Membranes protect the brain and spinal column from harmful particles that might be circulating in the blood. How does the fungus get past the blood–brain barrier?
The fungi were inoculated adjacent to this barrier but it is still a bit of a mystery how they were able to translocate from outside the membranes into and beyond the membranes.
There are a couple of theories. One is that the fungi begin to multiply in a secluded space, then they kind of eat their way through the membranes. Another hypothesis is: Could the inoculation have nicked the membrane and provided a microscopic mode of access? Practitioners who perform these procedures say this happens very rarely, but it remains to be seen.
People who die of the infection will receive postmortem examinations—autopsies. Careful study will help us understand what happened in this circumstance and how to prevent this from happening in the future.
What treatment options are available?
There are two major drugs, called amphotericin B and voriconazole. Both of those drugs are effective if we get in early. They are given intravenously initially, and then we hope we can transition to oral variations. They have substantial side effects, and we have to walk a kind of tightrope to treat the patient without damaging the kidneys or the liver.

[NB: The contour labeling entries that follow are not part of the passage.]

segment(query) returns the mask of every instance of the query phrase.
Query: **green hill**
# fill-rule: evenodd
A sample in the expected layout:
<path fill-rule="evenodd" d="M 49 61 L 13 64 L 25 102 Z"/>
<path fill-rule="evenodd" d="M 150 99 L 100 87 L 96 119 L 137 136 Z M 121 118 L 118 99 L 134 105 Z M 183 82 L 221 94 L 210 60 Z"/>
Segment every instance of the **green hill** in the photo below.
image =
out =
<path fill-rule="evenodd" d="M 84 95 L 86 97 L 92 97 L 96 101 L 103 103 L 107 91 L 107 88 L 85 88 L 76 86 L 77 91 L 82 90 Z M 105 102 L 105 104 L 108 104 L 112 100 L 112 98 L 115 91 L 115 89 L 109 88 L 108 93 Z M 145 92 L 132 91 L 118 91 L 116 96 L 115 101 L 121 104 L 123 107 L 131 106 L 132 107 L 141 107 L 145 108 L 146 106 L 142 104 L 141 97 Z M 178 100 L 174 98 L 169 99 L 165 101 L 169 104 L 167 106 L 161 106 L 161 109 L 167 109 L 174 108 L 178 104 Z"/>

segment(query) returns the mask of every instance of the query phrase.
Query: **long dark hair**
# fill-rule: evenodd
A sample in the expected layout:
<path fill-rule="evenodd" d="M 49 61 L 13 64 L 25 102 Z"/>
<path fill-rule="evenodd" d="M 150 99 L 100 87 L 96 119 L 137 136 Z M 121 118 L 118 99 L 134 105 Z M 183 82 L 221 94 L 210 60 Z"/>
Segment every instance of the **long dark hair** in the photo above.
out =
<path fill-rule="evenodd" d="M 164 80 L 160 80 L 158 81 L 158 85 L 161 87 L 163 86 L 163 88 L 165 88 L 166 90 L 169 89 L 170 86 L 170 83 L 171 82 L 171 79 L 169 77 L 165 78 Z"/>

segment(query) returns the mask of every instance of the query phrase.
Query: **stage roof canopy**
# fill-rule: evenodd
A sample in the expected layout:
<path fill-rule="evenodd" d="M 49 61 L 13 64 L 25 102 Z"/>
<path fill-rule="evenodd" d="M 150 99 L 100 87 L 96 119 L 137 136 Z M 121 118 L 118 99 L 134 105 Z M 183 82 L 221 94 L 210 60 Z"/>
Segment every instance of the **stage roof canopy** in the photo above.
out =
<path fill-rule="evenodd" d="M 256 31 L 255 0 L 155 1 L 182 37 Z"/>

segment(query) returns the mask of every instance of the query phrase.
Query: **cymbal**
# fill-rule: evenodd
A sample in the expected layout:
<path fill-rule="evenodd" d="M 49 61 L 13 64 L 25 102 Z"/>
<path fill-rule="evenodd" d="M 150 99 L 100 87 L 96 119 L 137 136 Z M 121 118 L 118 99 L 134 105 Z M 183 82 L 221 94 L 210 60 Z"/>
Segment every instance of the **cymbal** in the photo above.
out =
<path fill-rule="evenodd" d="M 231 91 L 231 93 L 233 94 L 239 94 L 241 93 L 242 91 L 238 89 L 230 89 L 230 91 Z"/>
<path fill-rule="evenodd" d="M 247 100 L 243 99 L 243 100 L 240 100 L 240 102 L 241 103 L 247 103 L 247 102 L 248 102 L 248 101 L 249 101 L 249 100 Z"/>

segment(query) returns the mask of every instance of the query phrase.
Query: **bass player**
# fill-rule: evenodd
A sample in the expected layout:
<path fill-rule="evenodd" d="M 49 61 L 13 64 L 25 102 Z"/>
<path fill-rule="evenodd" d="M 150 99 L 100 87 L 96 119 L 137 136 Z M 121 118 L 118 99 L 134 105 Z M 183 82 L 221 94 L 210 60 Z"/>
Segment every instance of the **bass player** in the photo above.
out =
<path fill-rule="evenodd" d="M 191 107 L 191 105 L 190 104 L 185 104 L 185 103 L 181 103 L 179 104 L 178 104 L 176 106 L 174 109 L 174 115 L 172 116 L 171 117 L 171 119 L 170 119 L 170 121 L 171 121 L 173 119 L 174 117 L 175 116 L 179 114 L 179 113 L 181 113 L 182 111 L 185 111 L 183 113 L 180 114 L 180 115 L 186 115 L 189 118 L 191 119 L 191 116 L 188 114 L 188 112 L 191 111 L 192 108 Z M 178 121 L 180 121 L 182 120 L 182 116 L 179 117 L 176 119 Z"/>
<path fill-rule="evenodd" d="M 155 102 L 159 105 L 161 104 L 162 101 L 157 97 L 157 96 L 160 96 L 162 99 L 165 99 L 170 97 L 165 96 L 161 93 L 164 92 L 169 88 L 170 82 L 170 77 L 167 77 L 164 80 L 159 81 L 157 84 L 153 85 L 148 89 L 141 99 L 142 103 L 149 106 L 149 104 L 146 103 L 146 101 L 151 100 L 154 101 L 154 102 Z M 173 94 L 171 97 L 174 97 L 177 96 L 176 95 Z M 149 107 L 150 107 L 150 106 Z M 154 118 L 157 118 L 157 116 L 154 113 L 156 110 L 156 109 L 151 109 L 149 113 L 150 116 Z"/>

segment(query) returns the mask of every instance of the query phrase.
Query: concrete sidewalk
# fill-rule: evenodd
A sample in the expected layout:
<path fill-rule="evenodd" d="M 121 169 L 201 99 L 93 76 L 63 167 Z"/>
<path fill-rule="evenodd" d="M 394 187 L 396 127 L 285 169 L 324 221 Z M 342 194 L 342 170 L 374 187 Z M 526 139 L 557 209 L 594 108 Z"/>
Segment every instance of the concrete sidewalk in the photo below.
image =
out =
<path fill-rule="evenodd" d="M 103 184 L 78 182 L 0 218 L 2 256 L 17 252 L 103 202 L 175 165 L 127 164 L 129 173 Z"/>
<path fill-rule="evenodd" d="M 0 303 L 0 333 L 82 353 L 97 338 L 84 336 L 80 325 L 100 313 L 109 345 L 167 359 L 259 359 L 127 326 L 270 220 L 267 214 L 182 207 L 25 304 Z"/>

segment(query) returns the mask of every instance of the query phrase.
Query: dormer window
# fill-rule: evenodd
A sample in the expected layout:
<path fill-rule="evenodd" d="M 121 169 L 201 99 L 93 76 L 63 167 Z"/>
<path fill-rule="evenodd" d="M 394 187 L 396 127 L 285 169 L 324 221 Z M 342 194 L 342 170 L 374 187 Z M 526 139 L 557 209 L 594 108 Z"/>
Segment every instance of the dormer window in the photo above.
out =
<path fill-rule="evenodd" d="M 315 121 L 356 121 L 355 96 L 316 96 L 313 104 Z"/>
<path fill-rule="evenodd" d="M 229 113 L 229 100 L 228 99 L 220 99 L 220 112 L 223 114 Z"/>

This is all new territory for all of us, so we will learn as we go how completely we can treat these patients and how quickly or slowly it takes them to get better. We know that it is much slower than the treatment of bacterial meningitis.
Could you get fungal meningitis from an injection in locations other than adjacent to the spinal cord—the knee or shoulder, for example?
We know that some of these steroid vials were injected into the knees and shoulders and other joints for people who had painful inflammation in those joints. We anticipate that in the course of this outbreak we will discover people who developed infections in those joints. But those infections would not then cause meningitis.
How could the fungus have contaminated the medication?
All pharmaceutical manufacturers should adhere to good manufacturing practices and guidelines. We don't know what went wrong, but certainly some of those practices were likely not adhered to and that opened the door for contamination. We'll have to wait and see what the investigation tells us.
Are epidural steroid injections safe from other facilities?
Yes. Steroid preparations from other manufacturers are safe, and they can continue to be used. If you received an injection from one of those, you need not worry.
Do you think this outbreak should prompt a change in how compounding facilities are overseen?
I think these compounding pharmacies have fallen into a gap within our regulatory framework. I daresay we will see congressional hearings that address that. My own thought is that the Food and Drug Administration needs to be given explicit authority, and it needs to be given the appropriate resources so it can do the job. I think the whole role of these compounding facilities in our society and our medical care system will come under close examination.
How much longer will this outbreak last? When do we know it has run its course?
Sadly, we will see more cases. The incubation interval—the interval between the exposure, the inoculation and the onset of symptoms—can be quite prolonged. We initially thought it might extend as long as a month. But just recently it has been suggested that it can go beyond that—two months, maybe even three months. As the outbreak evolves and we gather new information, we'll get a better idea, but for the next several weeks we will continue to see, unfortunately, new patients identified and needing therapy.